L'Empire romain d'Orient est selon toute vraisemblance plus peuplé est plus riche que celui d'Occident dès le départ, et les trajectoires différenciées des deux ensembles doivent creuser l'écart. La plupart des régions de l'Orient sont épargnées par les guerres récurrentes durant l'Antiquité tardive, en dehors des Balkans, ravagés par les intrusions barbares sans discontinuité durant toute la période. Aussi cette phase est marquée jusqu'au VIe siècle av. J.-C. par un accroissement démographique, visible dans les prospections par la diffusion des sites ruraux dans la plupart des régions étudiées[362],[363]. En Grèce aux Ve – VIe siècle certaines régions atteignent des niveaux approchant ce qu'elles avaient connu depuis l'Antiquité classique (Argolide, Béotie)[364]. Le fait que la région soit plutôt épargnée par les raids barbares favorise une reprise urbaine. En revanche les offensives avaro-slaves de la fin du VIe siècle causent des troubles jusqu'au Péloponnèse et entraînent des mouvements de population importants. En Anatolie c'est le conflit contre la Perse qui brise la tendance, en revanche la Syrie et la Palestine prolongent leur prospérité jusqu'au VIIIe siècle[365].

La population urbaine représente au mieux 20 % de la population de l'empire. La principale ville est, de loin, Constantinople, puis viennent ensuite Alexandrie (autour de 500 000 habitants), Antioche (200 000 habitants), Thessalonique qui a pris en importance (plus de 100 000 habitants), et un groupe plus nombreux de villes comprenant quelques dizaines de milliers d'habitants. Puis viennent des gros bourgs de quelques milliers d'habitants (kômai), nœuds de communication et lieux de marchés. L'espace rural est constitué de villages (surtout connus sur le terrain pour cette époque par les « villes mortes » du nord de la Syrie), hameaux et fermes isolées, mais on y trouve très peu de villae dirigeant des grands domaines à la différence de l'Occident[366].

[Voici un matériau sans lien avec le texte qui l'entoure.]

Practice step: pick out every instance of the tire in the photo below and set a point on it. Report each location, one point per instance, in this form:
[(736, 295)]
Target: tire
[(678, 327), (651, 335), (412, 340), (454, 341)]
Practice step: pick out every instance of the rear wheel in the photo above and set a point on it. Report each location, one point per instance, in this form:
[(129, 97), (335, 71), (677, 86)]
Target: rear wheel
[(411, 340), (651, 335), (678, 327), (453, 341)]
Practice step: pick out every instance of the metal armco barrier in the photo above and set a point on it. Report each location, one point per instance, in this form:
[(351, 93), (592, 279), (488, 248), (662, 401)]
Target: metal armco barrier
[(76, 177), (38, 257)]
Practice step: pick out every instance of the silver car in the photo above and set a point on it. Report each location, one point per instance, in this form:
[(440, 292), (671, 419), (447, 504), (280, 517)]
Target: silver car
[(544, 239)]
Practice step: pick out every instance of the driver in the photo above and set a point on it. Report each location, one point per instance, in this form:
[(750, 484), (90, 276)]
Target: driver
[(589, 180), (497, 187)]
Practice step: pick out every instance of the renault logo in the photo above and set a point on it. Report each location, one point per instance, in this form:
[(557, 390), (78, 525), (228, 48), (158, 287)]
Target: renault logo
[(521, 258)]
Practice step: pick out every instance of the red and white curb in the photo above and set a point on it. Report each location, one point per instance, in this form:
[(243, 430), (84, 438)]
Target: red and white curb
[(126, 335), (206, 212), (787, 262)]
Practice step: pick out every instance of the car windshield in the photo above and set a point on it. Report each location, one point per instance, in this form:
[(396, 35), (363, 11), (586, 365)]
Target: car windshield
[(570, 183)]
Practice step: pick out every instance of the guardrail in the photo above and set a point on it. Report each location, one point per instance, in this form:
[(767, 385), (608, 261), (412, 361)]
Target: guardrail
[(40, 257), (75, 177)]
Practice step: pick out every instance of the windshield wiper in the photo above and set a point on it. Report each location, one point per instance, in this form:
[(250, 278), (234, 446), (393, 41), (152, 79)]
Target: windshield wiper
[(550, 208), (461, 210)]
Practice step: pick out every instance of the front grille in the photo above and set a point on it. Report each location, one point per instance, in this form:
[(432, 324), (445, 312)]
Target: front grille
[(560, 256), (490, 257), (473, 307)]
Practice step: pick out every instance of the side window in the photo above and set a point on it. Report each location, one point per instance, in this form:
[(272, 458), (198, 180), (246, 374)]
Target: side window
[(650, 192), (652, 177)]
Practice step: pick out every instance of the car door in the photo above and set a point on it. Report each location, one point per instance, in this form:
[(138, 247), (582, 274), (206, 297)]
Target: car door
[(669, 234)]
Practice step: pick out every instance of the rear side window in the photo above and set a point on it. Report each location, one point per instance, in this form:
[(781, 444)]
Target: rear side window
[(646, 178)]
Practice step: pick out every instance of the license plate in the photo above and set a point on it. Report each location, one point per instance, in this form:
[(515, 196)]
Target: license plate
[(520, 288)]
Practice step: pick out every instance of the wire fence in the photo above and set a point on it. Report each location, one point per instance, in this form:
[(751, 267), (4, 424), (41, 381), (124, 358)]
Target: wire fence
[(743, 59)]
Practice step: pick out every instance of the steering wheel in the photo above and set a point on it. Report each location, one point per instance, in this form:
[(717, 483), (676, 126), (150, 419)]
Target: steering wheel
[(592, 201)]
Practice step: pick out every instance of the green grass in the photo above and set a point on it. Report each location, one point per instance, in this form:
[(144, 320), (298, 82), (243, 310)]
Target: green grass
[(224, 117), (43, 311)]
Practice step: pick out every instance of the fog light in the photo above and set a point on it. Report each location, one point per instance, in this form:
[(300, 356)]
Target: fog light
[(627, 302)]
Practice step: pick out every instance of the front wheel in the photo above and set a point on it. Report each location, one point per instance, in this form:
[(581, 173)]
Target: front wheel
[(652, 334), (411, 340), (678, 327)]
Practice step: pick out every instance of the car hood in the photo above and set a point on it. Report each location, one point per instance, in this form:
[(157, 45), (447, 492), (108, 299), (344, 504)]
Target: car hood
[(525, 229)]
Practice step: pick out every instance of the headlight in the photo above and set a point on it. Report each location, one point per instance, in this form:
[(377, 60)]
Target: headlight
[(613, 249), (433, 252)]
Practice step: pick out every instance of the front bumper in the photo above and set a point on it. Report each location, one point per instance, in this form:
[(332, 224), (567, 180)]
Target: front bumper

L'économie est dominée comme durant les autres périodes par l'agriculture, autour de l'exploitation pratiquant la polyculture, même dans les régions vantées pour leur production de blé (Égypte, Thrace, plaines d'Asie mineure, ou celles spécialisées en huile (Syrie) et en vin (Palestine). L'élevage complète cela, notamment dans les régions ayant beaucoup de pâturages (plaines et plateaux d'Asie mineure, Epire, Thessalie, Thrace), permettant le développement de l'élevage bovin voire équestre, la plupart des exploitations se contentant de chèvres et moutons. Les structures agraires sont marquées par des inégalités comme par le passé, en faveur des notables urbains, la nouveauté étant l'arrivée de la propriété ecclésiastique. Mais malgré cela les grandes exploitations sont peu nombreuses, la plupart des grands domaines étant fragmentés, et la base de petits propriétaires exploitants arrivant à subsister par leur propre moyen semble assez large. La petite paysannerie travaillant pour un grand propriétaire est parfois rattachée à sa terre, certains notables se rattachant par le patronage des villages entiers ; mais cela n'implique pas forcément des conditions défavorables pour leurs dépendants. L'esclavage existe mais il semble peu répandu, depuis la fin de l'ère des grandes conquêtes l'approvisionnement a fortement chuté et le commerce esclavagiste s'est tari[367].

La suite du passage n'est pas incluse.